I read that you have instituted random HGH testing on Minor League players. Many people are giving you kudos for trying to eradicate – your term – the use of performance enhancing drugs in baseball.
That’s a noble cause, one that the baseball commissioner should embrace even if you’ve come to the party late, so to speak, having been dragged there, kicking and screaming, by members of the press and Congress.
Here’s the thing. Despite your good intentions, imposing HGH testing on minor leaguers isn’t much of an accomplishment. Without the benefit of a union to represent them, minor leaguers have no choice in the matter. In addition, the move is unlikely to accomplish the intended goal.
You see, HGH costs money and last I checked, most minor leaguers were subsisting on an average of $1,000 a month for the five months of the year they play ball. Even when you add the $25 per day in meal money that players receive while on the road, no one purchases HGH on that income.
Anyone in the minors with the financial wherewithal to purchase HGH is on the 40-man roster, meaning they’re represented by the union and are exempt from your edict.
I would have been much more impressed if you had announced an agreement with the MLBPA to institute HGH testing on Major League players. Of course, you need the union’s consent to do that, which won’t be forthcoming any time soon for a variety of reasons. Chief among them is the dearth of scientific evidence that HGH testing is either reliable or effective in discouraging HGH use.
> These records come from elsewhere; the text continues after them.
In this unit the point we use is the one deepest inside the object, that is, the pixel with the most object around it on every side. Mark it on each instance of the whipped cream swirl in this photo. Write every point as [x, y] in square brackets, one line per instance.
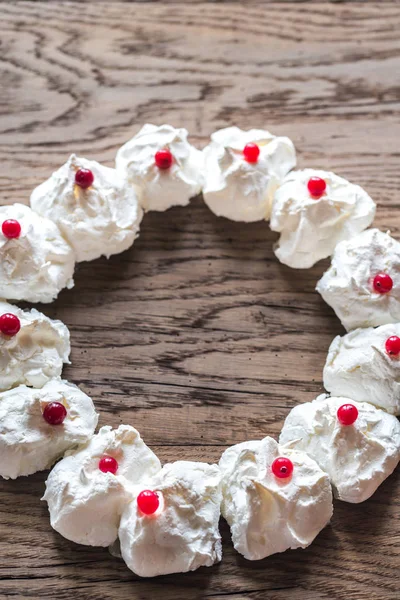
[267, 514]
[359, 367]
[159, 189]
[86, 504]
[36, 353]
[39, 263]
[347, 286]
[358, 457]
[101, 220]
[183, 534]
[27, 442]
[310, 227]
[239, 190]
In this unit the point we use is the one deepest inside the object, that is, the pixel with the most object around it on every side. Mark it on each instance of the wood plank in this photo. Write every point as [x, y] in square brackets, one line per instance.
[197, 335]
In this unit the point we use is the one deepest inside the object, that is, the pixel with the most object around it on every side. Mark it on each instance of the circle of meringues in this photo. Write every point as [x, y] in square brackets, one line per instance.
[109, 487]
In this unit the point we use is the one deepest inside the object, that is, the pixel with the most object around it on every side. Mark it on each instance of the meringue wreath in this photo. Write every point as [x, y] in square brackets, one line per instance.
[109, 487]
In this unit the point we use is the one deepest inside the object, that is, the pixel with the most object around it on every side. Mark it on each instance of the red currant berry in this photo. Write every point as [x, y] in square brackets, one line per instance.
[84, 178]
[108, 464]
[282, 467]
[251, 152]
[163, 159]
[148, 502]
[316, 186]
[11, 229]
[347, 414]
[9, 324]
[54, 413]
[382, 283]
[392, 345]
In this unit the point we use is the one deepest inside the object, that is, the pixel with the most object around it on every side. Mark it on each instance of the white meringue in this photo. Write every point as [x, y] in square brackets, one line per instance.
[99, 221]
[357, 457]
[267, 514]
[159, 189]
[347, 286]
[86, 504]
[239, 190]
[183, 534]
[36, 353]
[27, 442]
[311, 228]
[39, 263]
[359, 367]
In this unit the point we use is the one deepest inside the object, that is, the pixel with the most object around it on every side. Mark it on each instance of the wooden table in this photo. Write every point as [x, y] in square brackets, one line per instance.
[197, 336]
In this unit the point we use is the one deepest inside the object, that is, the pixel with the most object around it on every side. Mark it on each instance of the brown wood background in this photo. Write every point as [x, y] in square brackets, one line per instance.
[197, 336]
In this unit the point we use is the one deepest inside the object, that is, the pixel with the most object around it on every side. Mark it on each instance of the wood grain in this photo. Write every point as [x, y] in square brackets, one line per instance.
[197, 335]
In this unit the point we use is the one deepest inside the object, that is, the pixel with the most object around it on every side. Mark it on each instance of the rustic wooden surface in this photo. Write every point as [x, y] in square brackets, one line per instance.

After thousands of documented tests, no athlete – as in none – has ever tested positive for a random HGH test. Sure, English rugby player Terry Newton tested positive for HGH last year but his test wasn’t random. Someone snitched on him and the needle cavalry showed up at just the right time.
The only test for HGH currently available, the one you are going to impose on minor leaguers, is a blood test. The union deems blood testing to be too invasive. They’re right. Unlike urine, blood divulges a variety of diseases, medical symptoms and DNA, meaning we can never be certain what information the testers have access to and might later divulge. Forget the guarantee of confidentiality.
The union bought that argument in agreeing to the 2002 survey test for steroids. How’s that working out for everyone?
Maybe the imposition of HGH testing in the minors was designed as an end run around the union, an attempt to put pressure on them to cave to HGH testing. If the current Minor League players get used to being tested for HGH, perhaps they won’t be so adamantly opposed to it when they get to the Major League level. I wouldn’t count on that, at least not until science improves and the confidentiality issue is satisfactorily addressed.
Some people are criticizing the HGH move as a desperate attempt by you to salvage your legacy prior to your retirement in 2012. I can’t imagine that anyone in your position would ever resort to such a thing, but if that was the motivation for your decision, you should know this: The steroid era is history.
You can never remove the stain that steroids left on your reputation and the game while you sat idly by. But you aren’t solely responsible for that damage. The union and the players share equally – if not more so – in the wreckage.
Fortunately, steroids aren’t the sum total of your body of work. There’s the financial health of the game, robust attendance, the internet arm of MLB, the MLB Network, interleague play, expanded playoffs, revenue sharing, labor peace, and a host of other advances in baseball that took place during your watch.
You don’t need to impose ineffective HGH testing on minor leaguers to salvage your legacy. It’s already cast in stone and reads as follows: Bud Selig is the greatest commissioner in the history of Major League Baseball.